The result is a Quiche so elegant, so refined and bursting with spring flavors. I hope you will try it too. Oh, and the pastry is to die for. ‘Nuff said.
So here’s what you’re going to need:
Adapted from Michel Roux’s Pastry; Sweet and Savoury
1 recipe short crust dough (follows)
40-45 medium asparagus stalks
salt and freshly ground pepper
5 red peppers, semi-confit (recipe follows) 600g total weight before confit
1 egg yolk
200ml whipping cream
pinch of nutmeg
6 dill sprigs
Roll out the dough to 3mm and cover the elongated tart pan. Cover and refrigerate for 20 minutes.
Preheat oven to 190C, poke the dough in the tart pan and cover it with parchment and pie weights (or dried beans if you don’t have pie weights).

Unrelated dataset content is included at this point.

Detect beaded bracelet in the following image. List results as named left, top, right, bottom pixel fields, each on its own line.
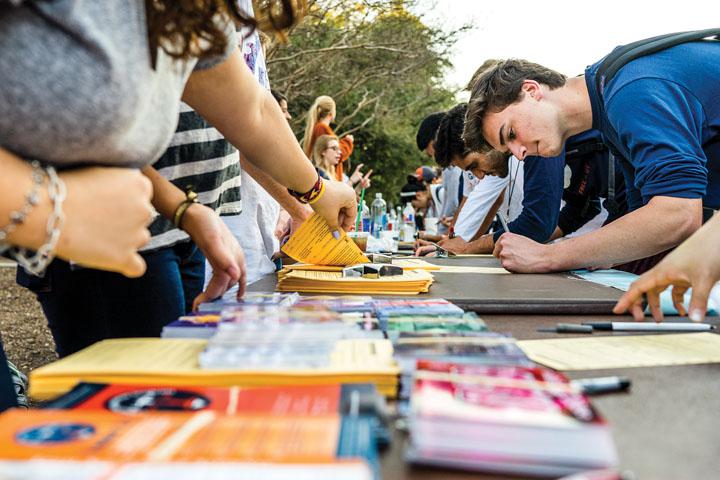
left=288, top=174, right=325, bottom=204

Bake for 20 minutes. Lower the heat to 170C, remove pie weights and parchment and bake for another 10 minutes. Remove from oven and proceed with the filling.
Trim asparagus to 10cm to fit the tart pan ( do use a ruler). Reserve bottom stalks for soups or frittata. Steam until just tender, about 3 minutes. Rinse under cold water to stop the cooking process and set aside.
Chop the already confit peppers, and set on a paper towel to drain off all the oil. Place evenly on the baked tart pan.
In a medium bowl, mix the egg and the yolk with the cream, season with nutmeg, salt and pepper. Pour 3/4 of the cream mix onto the peppers. Carefully place the asparagus, 2 by 2 horizontally facing opposite sides in your tart pan. Spoon the rest of the cream mixture on top. Bake in oven for 30 minutes. Take out of the oven and place over a rack to cool for 20 minutes before unmolding.
With a spatula, lift the Quiche on to a plate. Place the dill springs on top, and serve warm. You can accompany it with a side salad for a perfect spring meal.
SHORT CRUST DOUGH RECIPE:
150g cold unsalted butter, cut into small squares
1/2 tsp salt
1 tbsp cold milk
In a large bowl, add all the ingredients. With your fingertips, start mixing all the ingredients until it resembles wet sand. Form into a ball, cover with plastic wrap and refrigerate for 1 hour or up to a week. You can also freeze it for up to 3 months.
CONFIT RED PEPPERS RECIPE:
600g red peppers (if not for this recipe, you can use whatever color you want, or a mix)
600ml of olive oil
2 thyme sprigs
1 bay leaf
1 rosemary sprig
1 garlic clove, peeled
1 tsp black or white peppercorns
Roast the peppers, in the broiler or on a grill. Char the skin all over, then place in a plastic bag for 15 minutes to cool and sweat. Remove skin and seeds.
Heat oil in a small stock pot to 70C (very very low heat). Add all the ingredients plus the peppers and cook for 30 minutes. Let cool, and if not using immediately, place the oil with all the ingredients in an airtight container in the refrigerator until you are going to use them.